The emergence of emotion analytics—the process of recording and analysing emotional responses to ads—offers new ways to measure and quickly adapt marketing messages. Powered by cheap yet sophisticated sensors, cameras and machine learning, it can result in additional insights to traditional market research methods such as surveys and web analytics.
Most significantly, emotion analytics captures valuable System 1 data (people’s immediate, visceral, and emotion-driven responses and way of thinking) that is often difficult to articulate, yet it’s this thinking that is understood to play up to a 90% role in brand affinity and purchasing decisions.
Via real-time remote panels, we can measure the subtleties of micro-expressions, eye movements, heart rate, and breathing—the signifiers of emotions that contribute directly to brand affinity and purchasing decisions. These are important, considering that advertising campaigns with purely emotional content perform twice as well as those with only rational content, according to the IPA Databank study.
A number of emotion analytics firms, such as Realeyes, Affectiva, and Sensum, are now converting this System 1 data into appropriate, actionable metrics. Ultimately, this is empowering marketers to:
Determine What Creative Will Work
Experience and gut feel from ad creators and marketers has always been supported by creative testing. By applying emotion analytics, marketers can eliminate guesswork to understand precisely what parts of their video content engage, as well as exactly where they are losing viewers or eliciting an undesired emotion. Whether looking at a 15-second pre-roll or an hour-long webinar, marketers have a better opportunity to make sure content is seen—and felt—by the right people: a critical factor for video and interactive adverts that are especially costly to produce.
Power Up Programmatic Targeting
Information about audiences’ online behaviours and preferences already fuels most programmatic targeting.
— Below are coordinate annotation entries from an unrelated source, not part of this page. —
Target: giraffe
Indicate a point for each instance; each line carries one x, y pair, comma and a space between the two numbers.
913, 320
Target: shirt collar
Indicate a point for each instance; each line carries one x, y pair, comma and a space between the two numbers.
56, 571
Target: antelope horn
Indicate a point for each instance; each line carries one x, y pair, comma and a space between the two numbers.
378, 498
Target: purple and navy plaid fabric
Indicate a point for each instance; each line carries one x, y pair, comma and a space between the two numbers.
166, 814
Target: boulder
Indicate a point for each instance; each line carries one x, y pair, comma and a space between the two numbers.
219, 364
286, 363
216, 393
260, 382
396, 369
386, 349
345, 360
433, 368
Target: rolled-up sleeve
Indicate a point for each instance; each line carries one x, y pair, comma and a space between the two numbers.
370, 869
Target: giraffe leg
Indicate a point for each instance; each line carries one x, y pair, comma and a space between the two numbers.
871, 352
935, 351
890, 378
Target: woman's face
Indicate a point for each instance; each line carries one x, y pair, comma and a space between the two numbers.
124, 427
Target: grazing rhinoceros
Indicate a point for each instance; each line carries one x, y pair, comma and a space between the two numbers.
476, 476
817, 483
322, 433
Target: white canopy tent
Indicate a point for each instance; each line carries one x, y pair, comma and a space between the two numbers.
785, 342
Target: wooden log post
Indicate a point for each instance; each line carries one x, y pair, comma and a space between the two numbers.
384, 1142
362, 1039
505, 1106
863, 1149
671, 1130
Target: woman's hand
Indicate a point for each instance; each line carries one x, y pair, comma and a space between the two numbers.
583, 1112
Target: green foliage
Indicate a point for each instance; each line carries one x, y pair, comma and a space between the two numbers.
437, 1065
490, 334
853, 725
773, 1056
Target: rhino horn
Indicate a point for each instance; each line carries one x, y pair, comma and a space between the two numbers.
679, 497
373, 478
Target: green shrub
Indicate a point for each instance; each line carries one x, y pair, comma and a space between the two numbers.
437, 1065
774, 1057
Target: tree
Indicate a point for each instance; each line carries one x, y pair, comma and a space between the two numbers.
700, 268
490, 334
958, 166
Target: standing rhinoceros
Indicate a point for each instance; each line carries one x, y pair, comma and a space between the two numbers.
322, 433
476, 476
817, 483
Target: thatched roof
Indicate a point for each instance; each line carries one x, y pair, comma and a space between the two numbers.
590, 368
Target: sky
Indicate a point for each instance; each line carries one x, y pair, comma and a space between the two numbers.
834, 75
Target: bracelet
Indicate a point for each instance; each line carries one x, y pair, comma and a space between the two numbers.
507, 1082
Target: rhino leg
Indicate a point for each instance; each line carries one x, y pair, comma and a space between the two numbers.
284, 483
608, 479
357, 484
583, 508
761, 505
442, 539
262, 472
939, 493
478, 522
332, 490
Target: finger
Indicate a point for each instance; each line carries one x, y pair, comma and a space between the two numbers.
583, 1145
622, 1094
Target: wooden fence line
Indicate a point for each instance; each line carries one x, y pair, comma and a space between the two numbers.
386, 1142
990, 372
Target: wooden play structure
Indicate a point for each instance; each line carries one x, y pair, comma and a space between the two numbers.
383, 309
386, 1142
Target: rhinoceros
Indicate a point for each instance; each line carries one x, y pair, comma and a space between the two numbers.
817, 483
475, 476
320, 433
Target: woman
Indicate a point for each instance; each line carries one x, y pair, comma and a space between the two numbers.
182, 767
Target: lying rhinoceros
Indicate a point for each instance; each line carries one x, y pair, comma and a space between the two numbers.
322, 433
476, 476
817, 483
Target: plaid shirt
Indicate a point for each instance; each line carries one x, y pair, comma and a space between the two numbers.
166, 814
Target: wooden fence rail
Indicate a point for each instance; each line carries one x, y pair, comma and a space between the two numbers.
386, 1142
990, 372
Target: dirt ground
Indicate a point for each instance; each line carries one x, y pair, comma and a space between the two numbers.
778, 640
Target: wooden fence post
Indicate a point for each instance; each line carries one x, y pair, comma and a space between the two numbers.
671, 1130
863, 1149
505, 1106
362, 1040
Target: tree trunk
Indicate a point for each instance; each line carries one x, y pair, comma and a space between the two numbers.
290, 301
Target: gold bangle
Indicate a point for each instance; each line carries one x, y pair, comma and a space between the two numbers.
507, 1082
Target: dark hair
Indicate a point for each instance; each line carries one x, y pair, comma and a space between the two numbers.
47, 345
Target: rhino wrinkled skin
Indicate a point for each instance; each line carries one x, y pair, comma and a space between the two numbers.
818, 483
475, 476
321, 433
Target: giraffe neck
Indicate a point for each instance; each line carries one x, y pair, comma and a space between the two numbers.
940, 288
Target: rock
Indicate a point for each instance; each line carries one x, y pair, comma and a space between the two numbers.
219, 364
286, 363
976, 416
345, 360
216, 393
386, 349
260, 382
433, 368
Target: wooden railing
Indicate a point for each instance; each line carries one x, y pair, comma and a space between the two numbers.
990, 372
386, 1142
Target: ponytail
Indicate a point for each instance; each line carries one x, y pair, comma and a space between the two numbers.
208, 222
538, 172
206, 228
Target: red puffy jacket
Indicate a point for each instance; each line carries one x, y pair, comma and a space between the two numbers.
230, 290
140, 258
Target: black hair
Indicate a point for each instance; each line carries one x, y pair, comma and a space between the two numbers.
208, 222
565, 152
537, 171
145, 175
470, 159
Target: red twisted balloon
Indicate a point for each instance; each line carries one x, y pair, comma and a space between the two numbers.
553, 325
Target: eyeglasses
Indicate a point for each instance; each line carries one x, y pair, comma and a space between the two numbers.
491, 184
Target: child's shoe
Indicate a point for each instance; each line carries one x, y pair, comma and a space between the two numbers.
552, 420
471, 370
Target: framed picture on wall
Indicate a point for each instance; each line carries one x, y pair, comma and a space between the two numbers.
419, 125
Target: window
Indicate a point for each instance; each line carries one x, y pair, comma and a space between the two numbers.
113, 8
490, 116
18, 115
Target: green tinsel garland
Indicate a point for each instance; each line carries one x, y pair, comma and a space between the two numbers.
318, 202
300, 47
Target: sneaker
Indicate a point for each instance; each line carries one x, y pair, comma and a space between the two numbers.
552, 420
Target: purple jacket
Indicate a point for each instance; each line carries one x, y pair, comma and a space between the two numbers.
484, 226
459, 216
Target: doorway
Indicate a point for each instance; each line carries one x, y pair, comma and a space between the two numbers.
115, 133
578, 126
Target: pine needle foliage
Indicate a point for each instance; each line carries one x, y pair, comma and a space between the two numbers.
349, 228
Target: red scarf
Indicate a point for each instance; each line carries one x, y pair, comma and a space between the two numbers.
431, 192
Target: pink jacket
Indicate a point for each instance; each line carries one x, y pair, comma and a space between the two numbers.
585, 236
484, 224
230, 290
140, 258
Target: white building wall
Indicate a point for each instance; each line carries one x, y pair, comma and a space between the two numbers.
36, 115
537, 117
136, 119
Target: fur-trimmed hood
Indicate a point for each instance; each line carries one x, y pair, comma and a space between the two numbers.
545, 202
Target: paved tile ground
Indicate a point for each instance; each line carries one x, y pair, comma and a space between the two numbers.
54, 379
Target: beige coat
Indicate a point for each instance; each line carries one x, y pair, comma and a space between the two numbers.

Integrating emotion analytics data could add System 1 reactions, or even likely emotional states, to that profile data. In practice, this enables us to deliver the right message at the precise micro moment of emotional warmth and receptivity, avoiding the risk of annoying or inappropriate messaging. On this point, it’s worth noting the nuances of positive and negative emotional responses. Effective stories deliver an emotional arc, whereby sadness, confusion, or concern in subjects doesn’t mean an ad isn’t working—in fact, it can mean quite the opposite.
As a rule of thumb, a highly engaged audience will reflect the themes of the creative: expressions of concern or disgust to an ad portraying germs that need to be killed by a cleaning product would be considered desired responses.
Deliver Ultra-Precise Creative
Programmatic advertising requires ever more variations of adaptive and quality creative. Many marketers struggle to produce and manage the volume of creative variants required. While behavioural analytics and dynamic content optimisation (DCO) now increasingly decide what creative appears on screens, emotion analytics data can help inform which delivers the best impression, thus eliminating waste, driving efficiency, and powering more meaningful engagements. Provider Realeyes builds a compelling case for the use of emotion tests that can predict long-term sales impact with up to 75% accuracy, particularly important for high-cost, high-stakes environments where there’s no room for error.
At this nascent stage, emotion analytics requires ethical and moral considerations. Our online identity and behaviour are increasingly being scrutinised for marketing purposes, and issues of privacy are already high on the agenda. The upcoming GDPR (General Data Protection Regulation) rules will require companies to take this issue far more seriously in the coming months.
For marketers, the constant core principles relating to any data-led technology remain front of mind. We have to be transparent, making clear upfront what we’re measuring, why, and how users’ data will be applied. There has to be a clear value exchange, whereby users have an incentive to opt in and allow greater measurement of their information. This could mean offering improvements to user experience, or an attractive novelty factor.
Finally, marketers will need to be flexible enough to allow for alternative types of value exchange, perhaps with a survey, or a phone call using vocal analysis. As with all preceding data advances, consumers come first.
Marketers have long had access to technology that helps them measure and predict emotional responses to content. Recent developments in sensor technologies, however, and the proliferation of smart media devices and cloud computing services have moved this on from the unwieldy, expensive realm of R&D and experimentation to practical, accurate indicator of actual marketing success. For those wanting to understand how to target their efforts more confidently and precisely, while delivering great results in the long term, emotion analytics is an increasingly viable option.